Your manner takes my breath away.
And you are such a novelty to me.
It’s almost as if you pen your words, then bow gently with one arm behind your back as you lay them reverently at my feet, backing away once you do. That is a skill I have been unsuccessful in instilling in another to any large degree. Yet you have it in spades. I hear it too when you speak of your sisters, as if all the women you care for receive that bounty from you.
If you had asked me anytime in the last few years what I wanted, what it is I sought, I would have said with great temerity that I wanted a devoted stonebutch, but one that would never fully acquiesce his mind to mine.

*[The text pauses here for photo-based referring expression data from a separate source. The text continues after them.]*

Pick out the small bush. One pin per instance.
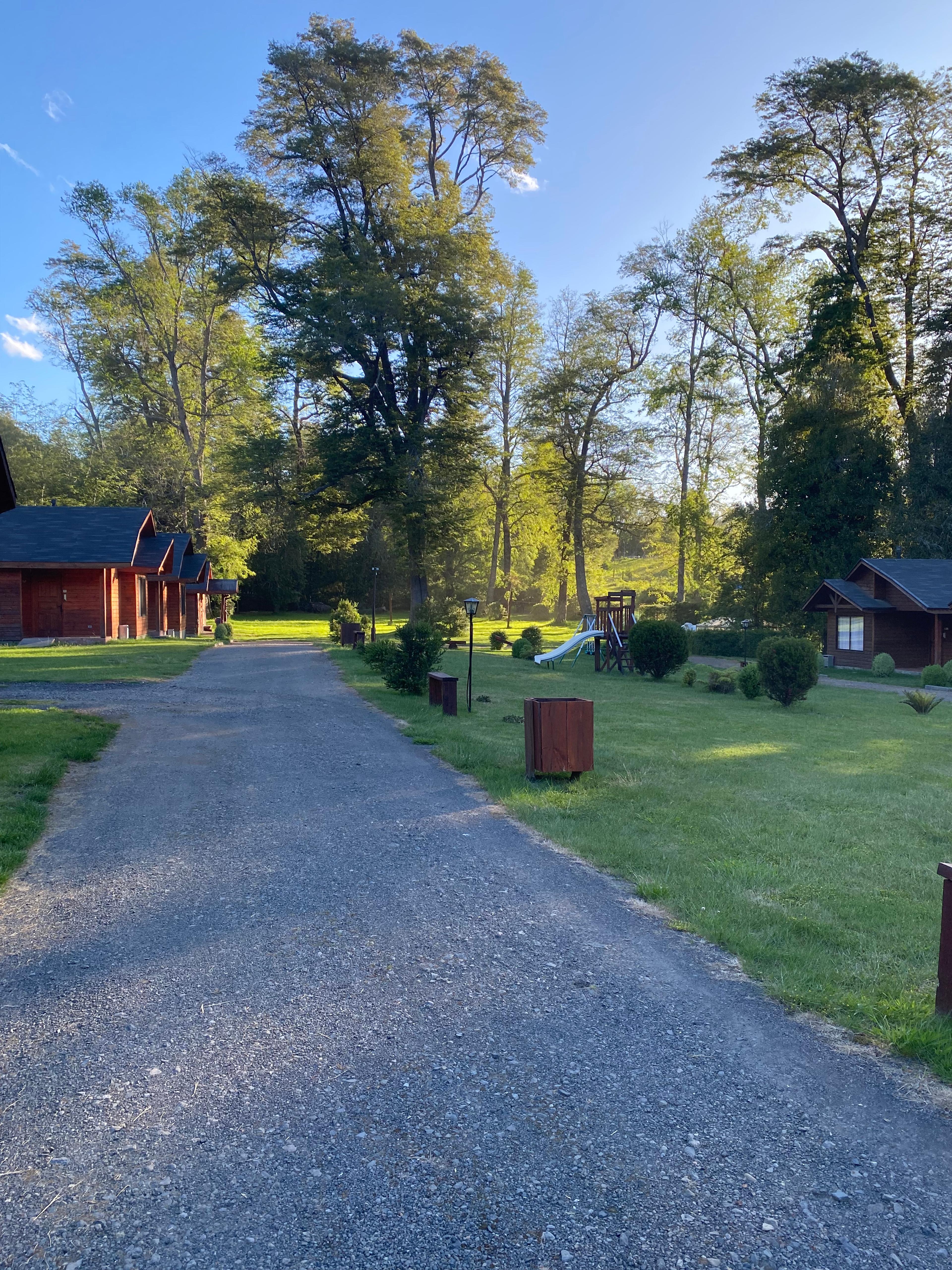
(535, 637)
(346, 611)
(921, 701)
(787, 668)
(658, 648)
(749, 681)
(721, 681)
(416, 652)
(884, 666)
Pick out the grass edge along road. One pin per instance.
(804, 841)
(119, 661)
(36, 747)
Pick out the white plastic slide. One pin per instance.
(575, 641)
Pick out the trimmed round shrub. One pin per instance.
(721, 681)
(534, 634)
(346, 611)
(787, 668)
(409, 658)
(749, 681)
(658, 648)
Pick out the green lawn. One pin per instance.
(35, 749)
(91, 664)
(804, 840)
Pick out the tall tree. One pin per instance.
(366, 233)
(512, 364)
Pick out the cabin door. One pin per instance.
(48, 604)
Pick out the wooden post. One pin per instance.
(944, 994)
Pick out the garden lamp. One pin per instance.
(470, 606)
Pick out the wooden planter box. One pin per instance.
(559, 736)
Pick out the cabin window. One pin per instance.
(850, 633)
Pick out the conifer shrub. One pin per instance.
(658, 648)
(534, 634)
(749, 681)
(787, 668)
(884, 666)
(411, 657)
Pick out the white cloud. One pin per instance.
(20, 349)
(27, 326)
(524, 183)
(16, 158)
(56, 105)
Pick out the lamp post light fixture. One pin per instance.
(375, 571)
(746, 625)
(470, 606)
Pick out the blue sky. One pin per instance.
(640, 98)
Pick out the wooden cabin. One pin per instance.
(897, 606)
(97, 573)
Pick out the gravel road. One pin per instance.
(281, 990)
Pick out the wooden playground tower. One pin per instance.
(615, 616)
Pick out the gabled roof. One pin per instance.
(93, 537)
(8, 493)
(848, 591)
(927, 582)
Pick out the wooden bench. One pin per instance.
(442, 690)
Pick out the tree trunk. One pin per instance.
(494, 562)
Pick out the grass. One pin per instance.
(804, 840)
(93, 664)
(35, 749)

I appreciate the keenness of your mind, I desire you for your strength, and I ache for your masculinity to embrace me, but I admire you for the manner you have cultivated in yourself and the manner with which you bless those you care for; there is such kindness in it. It stirs me beyond anything I have known. You have a way about you that causes me to lean back in my chair, eyes wide; my hand reaching up mindlessly to touch my pearls. Once in a while, like the last post you just sent, its utter sweetness brings a rush of moisture to my eyes that has me reaching for a tissue before I’m even aware.
You have brought me new hope. And an excitement for the wind on my face and the sun in my hair that has been long missing.”